Les dirigeants russes ont présenté l'élargissement de l'OTAN comme la cause de la guerre lors de la réunion du Conseil national de sécurité de la Russie le 21 février 2022. Dans son discours à la nation ce jour-là, Poutine a déclaré que l'élargissement de l'OTAN était l'une des principales raisons de l'invasion.
L'historien Geoffrey Roberts a récemment écrit :
« La guerre aurait-elle pu être évitée grâce à un accord russo-occidental qui aurait stoppé l'expansion de l'OTAN et neutralisé l'Ukraine en échange de solides garanties sur l'indépendance et la souveraineté de l'Ukraine ? C'est tout à fait possible ».
En mars 2022, la Russie et l'Ukraine ont fait état de progrès vers une fin rapide et négociée de la guerre sur la base de la neutralité de l'Ukraine. Selon Naftali Bennett, ancien premier ministre israélien et médiateur, un accord était sur le point d'être conclu avant que les États-Unis, le Royaume-Uni et la France ne le bloquent.
Alors que l'administration Biden déclare que l'invasion russe n'a pas été provoquée, la Russie a recherché des options diplomatiques en 2021 pour éviter la guerre, tandis que Biden rejetait la diplomatie, insistant sur le fait que la Russie n'avait pas son mot à dire sur la question de l'élargissement de l'OTAN. En mars 2022, la Russie a fait appel à la diplomatie, tandis que l'équipe de M. Biden a de nouveau bloqué la fin de la guerre par la voie diplomatique.
En reconnaissant que la question de l'élargissement de l'OTAN est au cœur de cette guerre, nous comprenons pourquoi l'armement américain n'y mettra pas fin. La Russie fera tout ce qui est nécessaire pour empêcher l'élargissement de l'OTAN à l'Ukraine. La clé de la paix en Ukraine passe par des négociations basées sur la neutralité de l'Ukraine et le non-élargissement de l'OTAN.

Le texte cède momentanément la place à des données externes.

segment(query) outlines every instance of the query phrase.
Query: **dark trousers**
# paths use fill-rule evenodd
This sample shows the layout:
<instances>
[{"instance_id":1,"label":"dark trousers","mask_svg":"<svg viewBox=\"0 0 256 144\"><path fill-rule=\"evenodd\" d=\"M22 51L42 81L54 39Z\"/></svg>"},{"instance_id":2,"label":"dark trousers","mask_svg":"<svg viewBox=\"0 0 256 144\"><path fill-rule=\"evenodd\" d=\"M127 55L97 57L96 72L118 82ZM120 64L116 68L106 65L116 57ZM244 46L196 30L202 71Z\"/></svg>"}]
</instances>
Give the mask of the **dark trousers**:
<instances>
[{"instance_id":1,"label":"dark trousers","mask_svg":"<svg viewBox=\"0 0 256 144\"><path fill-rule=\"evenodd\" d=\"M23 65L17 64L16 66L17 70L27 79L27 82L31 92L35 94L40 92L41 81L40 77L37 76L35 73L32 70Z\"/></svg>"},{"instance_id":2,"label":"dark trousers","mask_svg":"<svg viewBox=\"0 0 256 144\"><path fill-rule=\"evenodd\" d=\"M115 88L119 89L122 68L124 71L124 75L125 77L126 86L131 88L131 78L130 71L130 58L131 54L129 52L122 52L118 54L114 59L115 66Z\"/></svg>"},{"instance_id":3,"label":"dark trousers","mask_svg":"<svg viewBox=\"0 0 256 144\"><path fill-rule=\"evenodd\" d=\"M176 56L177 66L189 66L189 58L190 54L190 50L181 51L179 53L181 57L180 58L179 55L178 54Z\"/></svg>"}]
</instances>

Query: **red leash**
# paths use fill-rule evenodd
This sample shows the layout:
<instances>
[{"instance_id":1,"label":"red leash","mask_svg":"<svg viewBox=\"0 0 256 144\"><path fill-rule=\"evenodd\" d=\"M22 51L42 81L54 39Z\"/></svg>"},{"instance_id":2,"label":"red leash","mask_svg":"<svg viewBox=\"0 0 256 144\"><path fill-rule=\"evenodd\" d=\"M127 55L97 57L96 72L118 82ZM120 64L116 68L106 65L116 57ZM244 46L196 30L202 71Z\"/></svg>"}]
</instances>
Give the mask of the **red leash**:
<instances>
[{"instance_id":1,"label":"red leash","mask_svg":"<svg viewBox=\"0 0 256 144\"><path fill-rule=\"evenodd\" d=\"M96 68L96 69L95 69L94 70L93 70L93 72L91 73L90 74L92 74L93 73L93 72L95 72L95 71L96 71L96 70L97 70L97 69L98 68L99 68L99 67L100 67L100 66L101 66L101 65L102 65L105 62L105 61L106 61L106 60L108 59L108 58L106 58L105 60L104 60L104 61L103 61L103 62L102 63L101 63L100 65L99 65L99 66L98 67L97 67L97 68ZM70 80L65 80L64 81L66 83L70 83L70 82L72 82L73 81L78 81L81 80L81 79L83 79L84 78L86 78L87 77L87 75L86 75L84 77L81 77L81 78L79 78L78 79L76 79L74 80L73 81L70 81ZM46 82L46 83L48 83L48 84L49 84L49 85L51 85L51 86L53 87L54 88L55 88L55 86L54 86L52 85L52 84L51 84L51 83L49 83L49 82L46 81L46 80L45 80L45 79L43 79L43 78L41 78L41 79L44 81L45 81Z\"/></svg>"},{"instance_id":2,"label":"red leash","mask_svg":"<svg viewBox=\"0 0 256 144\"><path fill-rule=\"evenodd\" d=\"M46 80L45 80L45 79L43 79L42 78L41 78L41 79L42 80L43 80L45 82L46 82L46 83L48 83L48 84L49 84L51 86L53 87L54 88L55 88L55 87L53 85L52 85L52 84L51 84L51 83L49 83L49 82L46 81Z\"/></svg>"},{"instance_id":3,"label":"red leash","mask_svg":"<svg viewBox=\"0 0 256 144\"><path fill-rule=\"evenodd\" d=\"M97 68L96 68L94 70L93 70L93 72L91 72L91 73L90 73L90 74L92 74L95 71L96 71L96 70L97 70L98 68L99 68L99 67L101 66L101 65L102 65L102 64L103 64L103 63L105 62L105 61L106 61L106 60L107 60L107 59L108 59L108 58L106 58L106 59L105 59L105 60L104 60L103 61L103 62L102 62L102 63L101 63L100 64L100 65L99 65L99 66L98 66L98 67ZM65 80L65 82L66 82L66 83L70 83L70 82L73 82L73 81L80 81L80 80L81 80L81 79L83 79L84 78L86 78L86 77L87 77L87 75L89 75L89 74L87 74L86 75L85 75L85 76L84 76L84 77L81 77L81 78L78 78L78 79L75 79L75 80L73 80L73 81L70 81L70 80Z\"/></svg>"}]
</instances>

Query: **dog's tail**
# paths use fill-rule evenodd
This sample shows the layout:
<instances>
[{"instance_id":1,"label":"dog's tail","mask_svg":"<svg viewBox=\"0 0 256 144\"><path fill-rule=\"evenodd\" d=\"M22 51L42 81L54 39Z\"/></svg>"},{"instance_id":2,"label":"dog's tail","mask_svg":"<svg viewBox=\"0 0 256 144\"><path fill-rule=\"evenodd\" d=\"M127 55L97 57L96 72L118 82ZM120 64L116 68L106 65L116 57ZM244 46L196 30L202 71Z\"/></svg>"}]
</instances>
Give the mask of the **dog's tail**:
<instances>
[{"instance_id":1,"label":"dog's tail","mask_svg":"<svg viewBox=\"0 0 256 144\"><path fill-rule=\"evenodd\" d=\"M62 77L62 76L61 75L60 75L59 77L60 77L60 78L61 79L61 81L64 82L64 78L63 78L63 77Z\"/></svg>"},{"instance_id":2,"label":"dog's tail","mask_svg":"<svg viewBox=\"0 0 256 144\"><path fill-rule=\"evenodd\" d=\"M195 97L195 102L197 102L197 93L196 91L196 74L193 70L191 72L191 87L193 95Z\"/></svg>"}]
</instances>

L'insistance de l'administration Biden sur l'élargissement de l'OTAN à l'Ukraine a fait de l'Ukraine la victime d'aspirations militaires américaines mal conçues et irréalisables. Il est temps que les provocations cessent et que les négociations rétablissent la paix en Ukraine.
Jeffrey D. Sachs
Jeffrey D. Sachs est professeur d'université et directeur du Centre pour le développement durable de l'université Columbia, où il a dirigé l'Institut de la Terre de 2002 à 2016. Il est également président du Réseau des solutions pour le développement durable des Nations unies et commissaire de la Commission à haut débit des Nations unies pour le développement. Il a été conseiller de trois secrétaires généraux des Nations unies et est actuellement défenseur des ODD auprès du secrétaire général Antonio Guterres. M. Sachs est l'auteur, plus récemment, de A New Foreign Policy : Beyond American Exceptionalism (2020). Parmi ses autres ouvrages, citons Building the New American Economy : Smart, Fair, and Sustainable (2017) et The Age of Sustainable Development, (2015) avec Ban Ki-moon.